Describe automated Sanger sequencing
- PCR with fluorescent, chain-terminating ddNTPs. All ddNTPs are mixed in a single reaction, and each of the four dNTPs has a unique fluorescent label.
- Size separation by gel electrophoresis
- Laser excitation and detection by sequencing machine
Describe 454 pyrosequencing
- Ds-DNA is broken up into fragments and adaptors are added.
- Tiny resin beads are added with DNA sequences on them complementary to sequences on the adaptors, allowing the DNA fragments to bind to the beads
- When the fragments attach to the beads, the strands separate and become ssDNA
- The beads are emulsified and PCR reagents are added to form water-in-oil microreactors. Clonal amplification occurs inside the microreactors which can be broken to enrich for DNA-positive beads.
- Remaining beads are put into wells on a sequencing plate (one bead per well) along with DNA pol and a primer
- The pol and primer attach to the DNA and dNTPs are added to the wells in waves of one base at a time
- When a dNTP is incorporated, light is given out as PPi is released that’s converted into ATP via luciferase. ATP converts luciferin to oxyluciferin that emits photons.
Describe Illumina sequencing
A flow cell is coated with 2 types of oligos, complementary to the 2 adaptos on the fragment strand, respectively. Once the fragment strand is added to the flow cell, it hybridizes to one of the oligos on the cell surface.

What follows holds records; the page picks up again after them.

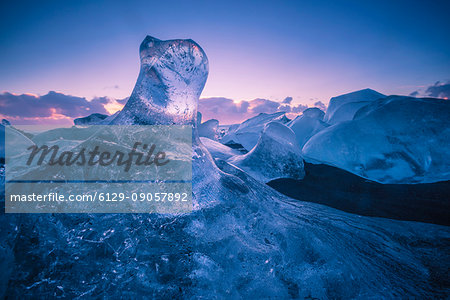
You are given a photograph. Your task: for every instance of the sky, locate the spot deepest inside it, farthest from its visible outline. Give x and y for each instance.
(307, 50)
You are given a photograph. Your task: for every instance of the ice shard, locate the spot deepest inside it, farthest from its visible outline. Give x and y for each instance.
(170, 81)
(276, 155)
(242, 240)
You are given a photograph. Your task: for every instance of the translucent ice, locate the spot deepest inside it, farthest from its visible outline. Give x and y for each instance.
(392, 140)
(170, 81)
(242, 240)
(276, 155)
(209, 129)
(307, 125)
(219, 150)
(366, 95)
(248, 133)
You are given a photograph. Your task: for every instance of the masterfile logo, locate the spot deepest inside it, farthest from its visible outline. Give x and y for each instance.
(99, 169)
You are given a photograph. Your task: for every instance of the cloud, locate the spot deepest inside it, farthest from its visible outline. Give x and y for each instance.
(439, 90)
(228, 111)
(29, 108)
(287, 100)
(58, 108)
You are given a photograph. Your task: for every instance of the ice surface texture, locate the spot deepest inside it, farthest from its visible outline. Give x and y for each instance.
(170, 81)
(247, 134)
(392, 140)
(276, 155)
(209, 129)
(307, 125)
(366, 95)
(243, 239)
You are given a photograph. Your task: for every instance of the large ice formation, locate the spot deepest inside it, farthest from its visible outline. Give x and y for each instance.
(219, 150)
(248, 132)
(307, 125)
(242, 240)
(209, 129)
(170, 81)
(393, 140)
(276, 155)
(366, 95)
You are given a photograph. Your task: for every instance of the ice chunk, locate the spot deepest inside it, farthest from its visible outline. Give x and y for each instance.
(366, 95)
(209, 129)
(218, 150)
(347, 112)
(393, 140)
(276, 155)
(89, 120)
(307, 125)
(243, 239)
(249, 131)
(170, 81)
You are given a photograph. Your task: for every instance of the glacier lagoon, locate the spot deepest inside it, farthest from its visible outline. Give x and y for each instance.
(243, 239)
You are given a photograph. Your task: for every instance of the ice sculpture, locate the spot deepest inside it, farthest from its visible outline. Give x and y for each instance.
(307, 125)
(276, 155)
(366, 95)
(248, 132)
(393, 140)
(170, 81)
(243, 239)
(209, 129)
(219, 150)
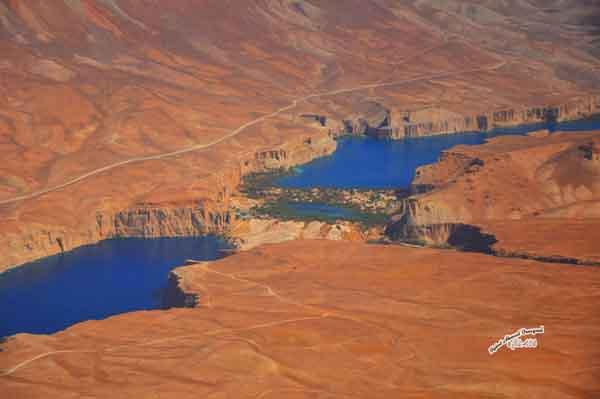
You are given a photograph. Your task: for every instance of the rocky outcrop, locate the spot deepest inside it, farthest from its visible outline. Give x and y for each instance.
(327, 319)
(162, 219)
(515, 187)
(379, 121)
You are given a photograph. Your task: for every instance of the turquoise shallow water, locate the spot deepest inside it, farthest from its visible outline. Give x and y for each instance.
(119, 276)
(368, 163)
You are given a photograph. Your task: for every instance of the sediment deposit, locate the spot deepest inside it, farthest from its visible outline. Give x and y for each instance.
(535, 195)
(312, 319)
(115, 114)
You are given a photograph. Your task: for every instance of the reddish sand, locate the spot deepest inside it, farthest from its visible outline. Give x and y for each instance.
(86, 85)
(312, 319)
(538, 195)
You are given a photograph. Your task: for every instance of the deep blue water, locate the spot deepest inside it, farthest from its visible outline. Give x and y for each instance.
(94, 282)
(317, 210)
(369, 163)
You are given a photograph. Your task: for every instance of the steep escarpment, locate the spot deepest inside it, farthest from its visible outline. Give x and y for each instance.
(144, 114)
(162, 213)
(512, 186)
(333, 319)
(384, 121)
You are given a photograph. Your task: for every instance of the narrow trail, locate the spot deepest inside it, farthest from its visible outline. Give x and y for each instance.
(321, 314)
(237, 131)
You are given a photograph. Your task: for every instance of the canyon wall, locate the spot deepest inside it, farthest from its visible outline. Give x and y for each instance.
(532, 190)
(388, 122)
(163, 219)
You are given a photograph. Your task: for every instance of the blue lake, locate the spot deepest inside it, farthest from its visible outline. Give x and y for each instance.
(318, 210)
(94, 282)
(119, 276)
(362, 162)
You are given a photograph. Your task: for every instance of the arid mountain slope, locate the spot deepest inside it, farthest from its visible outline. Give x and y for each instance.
(539, 195)
(311, 319)
(91, 91)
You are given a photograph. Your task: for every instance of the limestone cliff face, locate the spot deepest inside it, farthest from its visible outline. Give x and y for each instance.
(557, 174)
(377, 120)
(171, 218)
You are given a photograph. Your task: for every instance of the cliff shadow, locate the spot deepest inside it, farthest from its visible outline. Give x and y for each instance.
(471, 239)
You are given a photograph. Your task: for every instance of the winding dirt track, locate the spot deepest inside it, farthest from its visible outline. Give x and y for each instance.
(319, 314)
(206, 268)
(242, 128)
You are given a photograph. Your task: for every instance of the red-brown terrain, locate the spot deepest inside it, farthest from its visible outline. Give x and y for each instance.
(137, 118)
(538, 195)
(319, 319)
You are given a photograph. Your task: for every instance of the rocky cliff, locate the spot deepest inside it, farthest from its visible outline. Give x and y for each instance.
(142, 115)
(514, 181)
(167, 217)
(389, 122)
(332, 319)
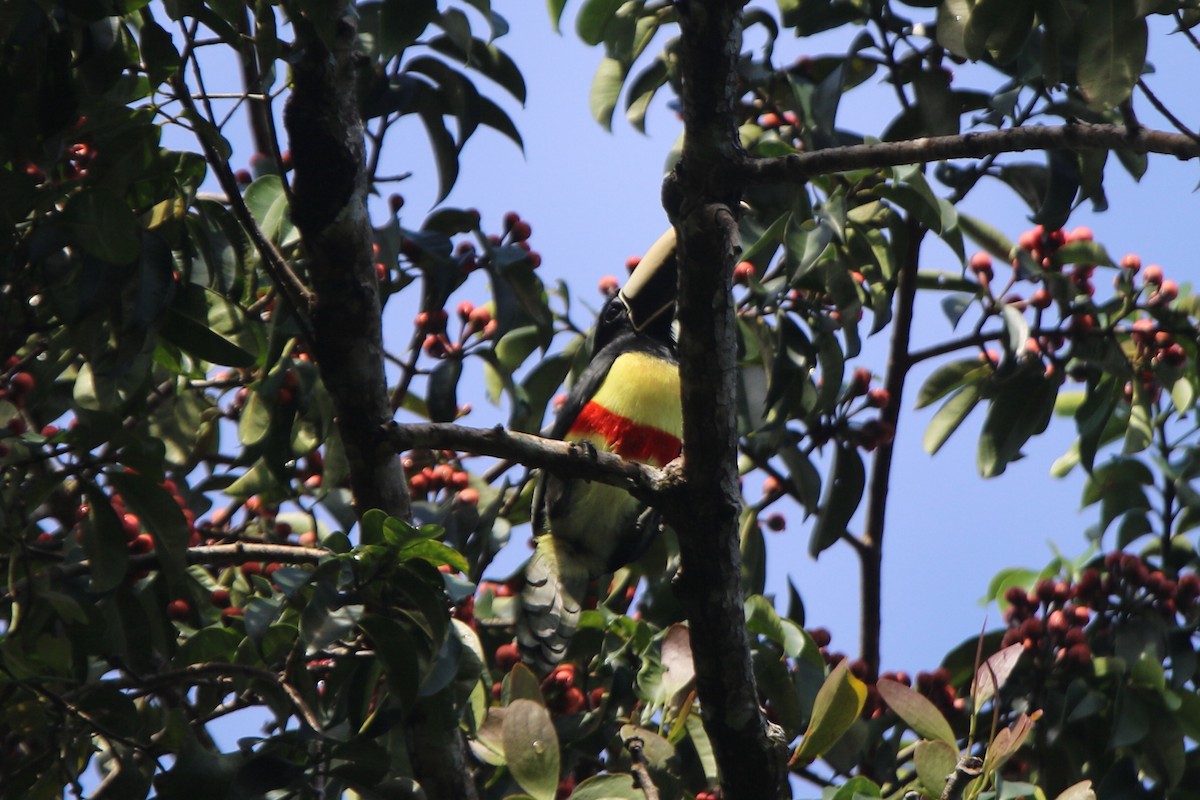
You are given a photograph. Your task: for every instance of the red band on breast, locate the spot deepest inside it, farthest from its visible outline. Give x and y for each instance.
(624, 437)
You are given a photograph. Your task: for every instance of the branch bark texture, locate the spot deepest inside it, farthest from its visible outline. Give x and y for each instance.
(706, 506)
(1077, 136)
(329, 208)
(328, 151)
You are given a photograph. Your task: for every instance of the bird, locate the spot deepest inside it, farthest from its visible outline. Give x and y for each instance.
(625, 401)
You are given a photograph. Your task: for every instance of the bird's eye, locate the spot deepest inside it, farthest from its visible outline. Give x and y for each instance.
(613, 310)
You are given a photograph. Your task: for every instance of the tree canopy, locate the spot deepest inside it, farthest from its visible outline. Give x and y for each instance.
(222, 487)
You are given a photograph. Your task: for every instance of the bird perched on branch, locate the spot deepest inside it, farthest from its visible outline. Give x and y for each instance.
(627, 402)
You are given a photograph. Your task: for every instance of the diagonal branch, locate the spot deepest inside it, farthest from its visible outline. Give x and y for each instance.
(1075, 136)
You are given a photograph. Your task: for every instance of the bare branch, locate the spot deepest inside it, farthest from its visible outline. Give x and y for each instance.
(295, 293)
(641, 774)
(705, 506)
(565, 458)
(1075, 136)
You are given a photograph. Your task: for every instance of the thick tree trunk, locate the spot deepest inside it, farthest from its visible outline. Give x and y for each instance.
(706, 507)
(330, 186)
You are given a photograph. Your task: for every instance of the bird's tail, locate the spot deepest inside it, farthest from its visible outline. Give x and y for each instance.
(551, 602)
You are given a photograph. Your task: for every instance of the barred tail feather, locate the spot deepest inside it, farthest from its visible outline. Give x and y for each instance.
(556, 584)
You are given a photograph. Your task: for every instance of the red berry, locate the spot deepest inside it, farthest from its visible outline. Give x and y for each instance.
(574, 701)
(479, 318)
(142, 543)
(21, 385)
(743, 272)
(1168, 292)
(521, 230)
(981, 264)
(508, 656)
(877, 397)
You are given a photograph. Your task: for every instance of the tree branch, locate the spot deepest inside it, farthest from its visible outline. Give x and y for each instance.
(871, 551)
(329, 208)
(564, 458)
(1075, 136)
(703, 506)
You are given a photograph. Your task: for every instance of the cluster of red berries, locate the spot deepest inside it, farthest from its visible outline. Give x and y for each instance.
(432, 471)
(1063, 621)
(934, 685)
(73, 161)
(477, 323)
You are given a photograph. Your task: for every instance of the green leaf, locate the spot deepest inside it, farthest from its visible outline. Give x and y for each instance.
(994, 673)
(948, 417)
(1023, 407)
(594, 18)
(397, 653)
(611, 786)
(999, 28)
(105, 542)
(948, 377)
(1081, 791)
(934, 762)
(641, 91)
(204, 324)
(762, 619)
(101, 223)
(844, 492)
(987, 236)
(838, 704)
(952, 25)
(442, 394)
(917, 711)
(401, 22)
(255, 420)
(161, 516)
(1111, 50)
(606, 84)
(531, 749)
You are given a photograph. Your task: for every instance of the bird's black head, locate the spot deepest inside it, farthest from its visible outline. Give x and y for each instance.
(645, 306)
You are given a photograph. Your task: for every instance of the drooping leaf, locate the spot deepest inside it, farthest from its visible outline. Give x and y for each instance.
(1113, 50)
(531, 749)
(838, 704)
(917, 710)
(844, 492)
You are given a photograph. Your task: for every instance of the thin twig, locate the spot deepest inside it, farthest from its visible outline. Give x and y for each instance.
(966, 770)
(1165, 112)
(297, 295)
(641, 774)
(1074, 136)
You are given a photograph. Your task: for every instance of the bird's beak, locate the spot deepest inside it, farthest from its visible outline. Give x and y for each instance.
(649, 293)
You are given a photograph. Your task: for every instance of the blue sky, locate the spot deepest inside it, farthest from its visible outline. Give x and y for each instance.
(593, 199)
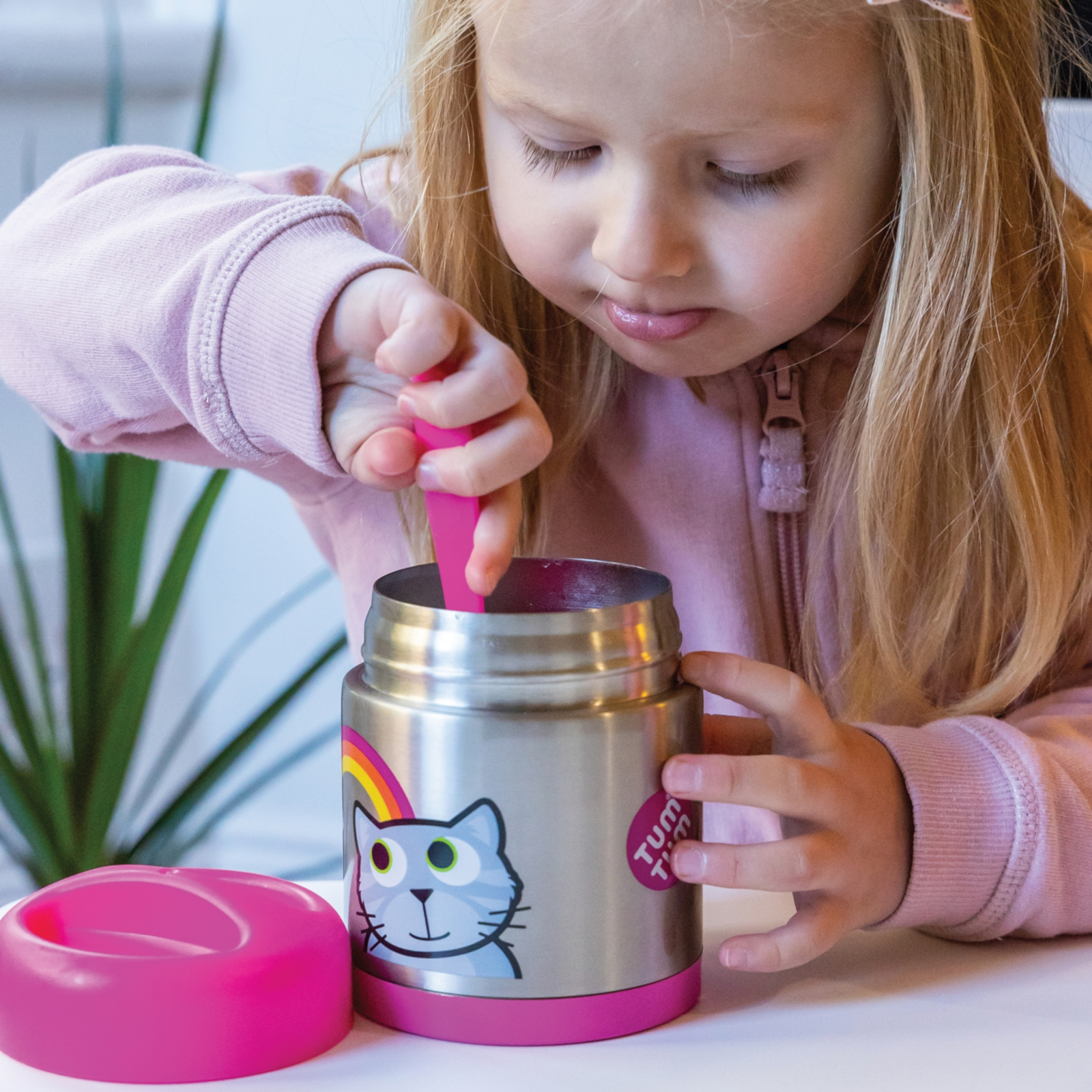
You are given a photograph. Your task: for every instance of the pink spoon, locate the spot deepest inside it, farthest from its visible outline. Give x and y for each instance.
(451, 518)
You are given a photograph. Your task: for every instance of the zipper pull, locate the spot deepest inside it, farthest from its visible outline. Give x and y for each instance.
(782, 447)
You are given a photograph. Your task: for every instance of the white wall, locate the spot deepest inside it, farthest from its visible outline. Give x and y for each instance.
(300, 81)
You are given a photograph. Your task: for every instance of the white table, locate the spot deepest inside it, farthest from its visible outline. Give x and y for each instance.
(884, 1013)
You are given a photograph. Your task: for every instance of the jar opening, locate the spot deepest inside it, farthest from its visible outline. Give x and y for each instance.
(538, 586)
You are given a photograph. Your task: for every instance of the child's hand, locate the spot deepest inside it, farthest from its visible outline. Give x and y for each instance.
(389, 326)
(848, 824)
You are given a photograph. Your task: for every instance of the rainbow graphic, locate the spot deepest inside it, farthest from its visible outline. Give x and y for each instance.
(363, 762)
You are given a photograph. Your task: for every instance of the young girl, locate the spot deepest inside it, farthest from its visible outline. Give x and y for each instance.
(794, 292)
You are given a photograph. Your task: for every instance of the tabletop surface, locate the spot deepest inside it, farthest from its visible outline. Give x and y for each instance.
(890, 1011)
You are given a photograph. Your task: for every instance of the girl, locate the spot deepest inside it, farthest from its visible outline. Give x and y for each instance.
(795, 294)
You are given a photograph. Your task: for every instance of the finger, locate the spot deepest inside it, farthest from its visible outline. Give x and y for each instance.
(809, 933)
(797, 717)
(495, 538)
(806, 863)
(791, 786)
(736, 735)
(429, 330)
(489, 382)
(387, 460)
(513, 445)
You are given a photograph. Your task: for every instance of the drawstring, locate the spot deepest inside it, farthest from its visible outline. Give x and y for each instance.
(784, 491)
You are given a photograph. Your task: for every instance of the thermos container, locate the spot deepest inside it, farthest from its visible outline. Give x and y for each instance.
(507, 837)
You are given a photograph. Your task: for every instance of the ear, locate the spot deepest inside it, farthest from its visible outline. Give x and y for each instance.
(482, 822)
(365, 826)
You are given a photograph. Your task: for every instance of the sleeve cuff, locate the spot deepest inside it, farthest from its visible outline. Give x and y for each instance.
(968, 796)
(271, 326)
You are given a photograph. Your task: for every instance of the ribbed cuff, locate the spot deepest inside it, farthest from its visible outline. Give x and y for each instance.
(271, 328)
(966, 806)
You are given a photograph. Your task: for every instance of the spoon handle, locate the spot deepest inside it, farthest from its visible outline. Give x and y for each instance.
(451, 518)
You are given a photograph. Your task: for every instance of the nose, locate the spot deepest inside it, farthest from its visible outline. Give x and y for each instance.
(642, 233)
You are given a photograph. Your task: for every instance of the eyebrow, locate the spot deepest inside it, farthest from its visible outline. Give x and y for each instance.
(801, 124)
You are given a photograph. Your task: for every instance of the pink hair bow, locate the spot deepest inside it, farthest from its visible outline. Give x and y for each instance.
(959, 10)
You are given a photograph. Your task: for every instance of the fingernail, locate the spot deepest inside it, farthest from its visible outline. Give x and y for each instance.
(737, 959)
(427, 478)
(682, 777)
(688, 864)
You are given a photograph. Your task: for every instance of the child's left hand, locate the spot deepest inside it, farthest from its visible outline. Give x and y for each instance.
(846, 817)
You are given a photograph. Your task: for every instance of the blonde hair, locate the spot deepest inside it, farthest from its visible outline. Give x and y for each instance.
(962, 564)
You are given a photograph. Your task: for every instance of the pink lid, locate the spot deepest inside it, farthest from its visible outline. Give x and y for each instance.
(141, 975)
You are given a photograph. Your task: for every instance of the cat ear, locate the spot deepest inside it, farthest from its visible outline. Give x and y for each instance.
(365, 827)
(483, 822)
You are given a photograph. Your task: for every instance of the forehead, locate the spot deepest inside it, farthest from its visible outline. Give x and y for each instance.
(706, 66)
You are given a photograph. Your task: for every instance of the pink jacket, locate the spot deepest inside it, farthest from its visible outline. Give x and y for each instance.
(156, 305)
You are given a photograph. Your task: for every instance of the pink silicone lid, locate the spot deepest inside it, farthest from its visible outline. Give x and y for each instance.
(156, 975)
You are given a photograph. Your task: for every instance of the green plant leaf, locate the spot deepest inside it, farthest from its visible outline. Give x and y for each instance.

A polymerase then moves along the strand, creating its complementary DNA strand. The ds-DNA is denatured and the original strand is washed away. The remaining reverse strand folds over and its adaptor region hybridizes to the second oligo on the flow cell, forming a bridge. Pol attaches and forms a ds-bridge. This bridge is denatured, resulting in two ss-DNA copies, anchored to the flow cell. This process is then repeated forming localized clusters on the flow cell.
Sequencing is done by flowing fluorescently-labeled nts onto the flow cell, one at a time in an iterative process.
Describe PacBio SMRT sequencing
PacBio uses a SMRTbell library format in which DNA fragments are capped on both ends with ligated hairpin adaptors, where the sequencing primers attach. This creates a circular template for the polymerase.
The SMRT cell contains millions of tiny wells called zero-mode waveguides and one SMRTbell will go into each of these. As the polymerase incorporate nucleotides, light is emitted.